Finding Joy in Winter
This is a picture from outside our front door in the northwest suburbs of Chicago. It’s winter time. I love living in Chicago for a variety of reasons. I love the city. I love the Midwest. I love the Autumn season. I love the Bears, Bulls, and Cubs.
But I hate winter. Always have. People think snow is charming and romantic. I hate shoveling it and trudging through it and the mess it creates for a commute. I hate the bitter cold weather that blows through your bones in February. I hate the traffic and the fact that people drive 25 miles slower when there are a few flurries.
So, if you haven’t noticed, I hate winter. And yet . . . . there is beauty in winter. Tremendous, awe-inspiring, breathtaking beauty. On Saturday I drove along a main road near our house, a road lined with homes, white fences, and tall pine trees. The site of this landscape blanketed by heavy snow is something you only see in places where there is winter, only during seasons when snowstorms occur, when the weather is cold enough to numb your appendages.
As I drove down that road, enjoying the wonderful picture, hating winter, something struck me. It’s simple and yet profound: we need winter in our lives, because there is a certain beauty that only winter, only seasons of hardship and pain, can produce.
The Bible says that it is God who creates the seasons. The psalmist Asaph writes:
You have fixed all the boundaries of the earth; you have made summer and winter. Psalm 74:17 (ESV)

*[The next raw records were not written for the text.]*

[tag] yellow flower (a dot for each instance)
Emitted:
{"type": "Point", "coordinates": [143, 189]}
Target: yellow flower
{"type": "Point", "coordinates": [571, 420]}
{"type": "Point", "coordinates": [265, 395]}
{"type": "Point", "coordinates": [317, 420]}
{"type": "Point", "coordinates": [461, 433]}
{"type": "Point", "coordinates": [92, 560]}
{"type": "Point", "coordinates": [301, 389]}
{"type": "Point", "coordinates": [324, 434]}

The Scriptures often compare moments in our lives to seasons. The author of Ecclesiastes says there is a season for every phase of life: joy, sorrow, building, resting, planting, harvesting, etc. It is God who establishes those seasons, the sacred rhythms of life.
Which brings us back to winter. I find that my attitude toward Chicago winter is similar to my attitude toward the winter of suffering and hardship in life. I find that I don’t like these seasons very much. I find myself grumbling, questioning, waiting for the warm sun to break through the freeze and the frost. And yet . . . I find in those winter seasons a certain unexplainable beauty and joy that can’t be found when life is as I think it should be.
This must be why the writers of Scripture describe a joy in trials. Paul says: “I rejoice in my sufferings” (Colossians 1:24). Peter says, “Rejoice insomuch as you participate in the sufferings of Christ”(1 Peter 4:13-16). James writes, “Consider it pure joy when you face trials of various kinds” (James 1:2). Chuck Swindoll says this: “Deep, contended joy comes from a place of complete security and confidence [in God] – even in the midst of trial.”
There is another benefit of winter. I’m no farmer and so what I say here might be completely off. But I do know this. Without a winter, without a deep freeze and a without the heightened water table produced from the layer of snow, there is no harvest season. In life, without winter seasons, there is no fruit. I love what Elizabeth Elliot says:
Our vision is so limited we can hardly imagine a love that does not show itself in protection from suffering…. The love of God did not protect His own Son…. He will not necessarily protect us – not from anything it takes to make us like His Son. A lot of hammering and chiseling and purifying by fire will have to go into the process.
If you want to be like Christ, if you want to experience a deep sense of joy, you must embrace the winter seasons of life. You don’t have to enjoy the trial nor should you pursue suffering as some kind of false martyrdom. But it we can see winter for what it is: a temporary seasons of formation, we’ll not only endure, we’ll experience growth when harvest comes.
The beautiful thing about living in Chicago is that winter isn’t forever. Around the end of March and beginning of April, green shoots rise up in the barren soil, flowers begin to bloom, trees show signs of life. It’s a reminder that in every season, God is faithful, that not every winter lasts forever. And in another sense, the whole earth is in a winter, but spring is coming. The death and resurrection of Jesus was the first sign of spring, hope budding up among the barren landscape of a cursed creation. One day harvest will come, the King victorious, and the long winter of humanity will be over.